McCoy is particularly qualified to fit that bill, given his history in a variety of schemes and points of emphasis, as well as his ability to adapt and make changes on the fly during the regular season.

"Mike is an experienced play-caller who can build a system around our players," Joseph said in a statement. "It was our goal to find an offensive coordinator who has flexibility with his scheme, and Mike has done that as both a head coach and coordinator. He's had a lot of success in this league with many different styles of offense, including here with the Broncos.

"Mike will bring energy and creativity to our offense, and we're excited to welcome him back to Denver."

The 44-year-old McCoy's first Broncos tenure began in 2009, when he joined Josh McDaniels' first Broncos staff after nine seasons with the Carolina Panthers in various roles involved with the passing game.

His Panthers years exposed him to three different offensive philosophies. He broke into the league in the West Coast scheme run under George Seifert in 2000-01. In 2002, John Fox retained him on the Panthers staff, and McCoy helped the offense transition to a scheme run under the "Air Coryell" principles and language taught by coordinator Dan Henning, who learned that scheme in Washington in the 1980s under former San Diego offensive coordinator Joe Gibbs, himself a future Hall of Famer.

In 2007, the Panthers had another offensive transition -- to the Patriots-based schemes favored by former New England assistant coach Jeff Davidson, who became Carolina's offensive coordinator. Davidson and Fox elevated McCoy from quarterbacks coach to passing-game coordinator. McCoy's work in that scheme helped quarterback Jake Delhomme to a career-high 7.9 yards per attempt in 2008, and led to him earning the offensive coordinator job in Denver in 2009.

McCoy's history with Fox allowed him to survive the 2011 coaching change, and set the stage for some of his best work -- after a spate of early-season interceptions by Kyle Orton forced Tim Tebow into the lineup. Faced with having to construct an offense despite Tebow's inaccuracy, McCoy changed the scheme on the fly, turning an offense that relied on the pass into one that used the zone-read option as its bread-and-butter formation.

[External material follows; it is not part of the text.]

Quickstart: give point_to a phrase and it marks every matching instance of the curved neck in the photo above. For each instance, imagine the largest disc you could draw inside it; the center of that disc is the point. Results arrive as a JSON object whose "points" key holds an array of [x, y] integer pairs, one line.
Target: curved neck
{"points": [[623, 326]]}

The result was an attack that ran the football 59.0 percent of the time after Tebow stepped into the lineup. It was audacious; no team has run the football on 59.0 percent of its snaps or more over a full season in the last dozen years. But it worked for the Broncos, as it played to its trengths -- and eventually was complemented by a vertical passing game that was limited, but effective enough to power a comeback win at Minnesota and a playoff  win over Pittsburgh.

The on-the-fly overhaul guided by McCoy and then-quarterbacks coach Adam Gase helped turn the Broncos into a division champion that won the franchise's first playoff game in six years.

A year later, McCoy's challenge was different: to incorporate the concepts that worked for Peyton Manning and help translate them into the nomenclature the Broncos used at the time to ease the learning process for rest of the offense. That was also a success, as an offense that ranked 31st in passing in 2011 rocketed to fifth in 2012. Denver rocketed from 23rd to fourth in total offense and soared from 26th to third in offensive points, helping him land the Chargers' head-coaching job after the season.

In San Diego, McCoy's offenses had an average ranking of 11.5 in total yardage but were particularly proficient through the air, ranking fourth, 10th, fourth and eighth, respectively, in net passing yardage in the last four seasons. The offensive success came in spite of a litany of injuries over the years, particularly to their offensive line and receiving corps.

McCoy guided Philip Rivers to some of the best seasons of his career, including a career-high passer rating in 2013 (105.5) and a career-best-yardage tally in 2015 (4,792).